This notebook creates forecast tables for UK energy data at two granularities—daily and 30-minute—using Databricks’ [AI_FORECAST](https://learn.microsoft.com/en-us/azure/databricks/sql/language-manual/functions/ai_forecast). `ai_forecast()` is a table-valued function designed to extrapolate time series data into the future. It will need to be enabled for your workspace by an administrator to successfully execute this notebook.

In [0]:
%run ./includes/common_functions_and_imports

Since we are working with Databricks SQL in a notebook, parameters work slightly differently.
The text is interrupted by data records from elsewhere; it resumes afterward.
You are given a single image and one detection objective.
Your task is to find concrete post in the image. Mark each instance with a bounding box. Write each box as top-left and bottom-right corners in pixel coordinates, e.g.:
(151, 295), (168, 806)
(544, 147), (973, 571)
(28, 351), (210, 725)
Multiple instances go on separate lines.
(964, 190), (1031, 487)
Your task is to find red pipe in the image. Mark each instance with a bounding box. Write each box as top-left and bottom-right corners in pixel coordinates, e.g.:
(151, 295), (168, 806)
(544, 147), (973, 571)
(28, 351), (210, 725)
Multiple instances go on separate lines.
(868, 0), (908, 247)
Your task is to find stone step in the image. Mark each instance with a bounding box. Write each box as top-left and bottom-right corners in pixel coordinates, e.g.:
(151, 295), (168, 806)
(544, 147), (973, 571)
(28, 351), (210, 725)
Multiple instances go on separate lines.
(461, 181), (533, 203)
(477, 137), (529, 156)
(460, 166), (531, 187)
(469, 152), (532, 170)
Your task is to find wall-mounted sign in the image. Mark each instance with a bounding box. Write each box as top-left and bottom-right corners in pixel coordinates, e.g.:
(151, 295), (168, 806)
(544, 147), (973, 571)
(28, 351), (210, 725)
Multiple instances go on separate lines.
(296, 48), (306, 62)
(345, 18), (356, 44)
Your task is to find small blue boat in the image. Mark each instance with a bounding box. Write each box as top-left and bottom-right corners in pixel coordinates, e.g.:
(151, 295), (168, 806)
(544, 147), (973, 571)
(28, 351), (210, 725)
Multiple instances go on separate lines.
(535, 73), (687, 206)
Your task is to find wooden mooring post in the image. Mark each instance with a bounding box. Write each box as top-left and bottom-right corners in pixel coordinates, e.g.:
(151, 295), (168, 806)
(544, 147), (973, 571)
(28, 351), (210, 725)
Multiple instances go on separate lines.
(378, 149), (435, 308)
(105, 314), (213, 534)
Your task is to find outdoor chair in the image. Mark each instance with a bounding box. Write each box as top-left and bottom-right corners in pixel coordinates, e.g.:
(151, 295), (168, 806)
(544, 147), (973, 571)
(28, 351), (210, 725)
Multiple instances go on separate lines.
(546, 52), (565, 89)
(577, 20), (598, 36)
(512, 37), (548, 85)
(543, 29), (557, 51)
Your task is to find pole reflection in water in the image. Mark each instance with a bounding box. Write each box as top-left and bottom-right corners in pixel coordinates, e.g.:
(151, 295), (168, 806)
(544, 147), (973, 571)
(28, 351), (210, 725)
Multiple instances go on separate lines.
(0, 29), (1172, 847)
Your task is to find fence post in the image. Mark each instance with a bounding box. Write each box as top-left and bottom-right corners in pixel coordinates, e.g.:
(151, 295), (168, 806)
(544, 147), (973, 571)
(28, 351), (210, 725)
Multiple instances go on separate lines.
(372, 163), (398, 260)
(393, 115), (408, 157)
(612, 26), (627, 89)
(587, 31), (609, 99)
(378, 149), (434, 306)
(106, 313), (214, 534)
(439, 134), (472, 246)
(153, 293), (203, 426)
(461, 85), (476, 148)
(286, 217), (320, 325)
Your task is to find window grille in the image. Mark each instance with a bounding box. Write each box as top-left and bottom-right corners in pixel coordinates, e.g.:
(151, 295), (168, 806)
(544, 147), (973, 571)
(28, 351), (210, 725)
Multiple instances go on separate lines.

They must be exposed as notebook parameters for the SQL interpreter to be able to access them, so we are going to set up our widgets based on the config parameters.

In [0]:
dbutils.widgets.text("catalog_name", defaultValue=CONFIG.target_catalog, label="Catalog Name")
dbutils.widgets.text("schema_name", defaultValue=CONFIG.target_schema, label="Schema Name")
dbutils.widgets.text("input_table_name", defaultValue="unscaled_train_features", label="Input Table Name")
dbutils.widgets.text("target_table_name_finegrain", defaultValue="ai_forecast_uk_energy_30min", label="Output Table Name")
dbutils.widgets.text("target_table_name_daily", defaultValue="ai_forecast_uk_energy_daily", label="Daily Output Table Name")
# Test data
dbutils.widgets.text("test_dataset_name", defaultValue="unscaled_test_features", label="Test Table Name")
dbutils.widgets.text("target_table_name_daily_test", defaultValue="ai_test_uk_energy_daily", label="Daily Output Table Name")

# Quickly error check that the fully qualified input table exists
input_table_name = dbutils.widgets.get('input_table_name')
input_fqn = (
    f"{CONFIG.target_catalog}.{CONFIG.target_schema}.{input_table_name}"
)
if not spark.catalog.tableExists(input_fqn):
  dbutils.notebook.exit('Source table does not exist')

In [0]:
%sql
CREATE OR REPLACE TABLE IDENTIFIER(concat_ws('.', :catalog_name, :schema_name, :target_table_name_daily_test)) AS
  SELECT
    DATE(data_collection_log_timestamp) AS ts,   
    lv_feeder_unique_id,
    SUM(normalized_consumption_kwh) AS daily_normalized_consumption_kwh
  FROM
    IDENTIFIER(concat_ws('.', :catalog_name, :schema_name, :test_dataset_name))
  GROUP BY
    DATE(data_collection_log_timestamp), lv_feeder_unique_id

In [0]:
%sql
CREATE OR REPLACE TABLE IDENTIFIER(concat_ws('.', :catalog_name, :schema_name, :target_table_name_daily)) AS
WITH aggregated AS (
  SELECT
    DATE(data_collection_log_timestamp) AS ts,   
    lv_feeder_unique_id,
    SUM(normalized_consumption_kwh) AS daily_normalized_consumption_kwh
  FROM
    IDENTIFIER(concat_ws('.', :catalog_name, :schema_name, :input_table_name))
  GROUP BY
    DATE(data_collection_log_timestamp), lv_feeder_unique_id
)
SELECT * FROM AI_FORECAST(
  TABLE(
    SELECT
      ts,
      lv_feeder_unique_id,
      daily_normalized_consumption_kwh
    FROM aggregated
  ),
  horizon => '2025-03-29',
  time_col => 'ts',
  value_col => 'daily_normalized_consumption_kwh',
  group_col => 'lv_feeder_unique_id',
  seed => 23
)

In [0]:
%sql
CREATE OR REPLACE TABLE IDENTIFIER(concat_ws('.', :catalog_name, :schema_name, :target_table_name_finegrain)) (
SELECT * FROM AI_FORECAST(
  TABLE(
    SELECT
        data_collection_log_timestamp,
        lv_feeder_unique_id,
        normalized_consumption_kwh
    FROM IDENTIFIER(concat_ws('.', :catalog_name, :schema_name, :input_table_name))
  ),
  horizon => '2025-03-29',
  time_col => 'data_collection_log_timestamp',
  value_col => 'normalized_consumption_kwh',
  group_col => 'lv_feeder_unique_id',
  seed => 23
)
)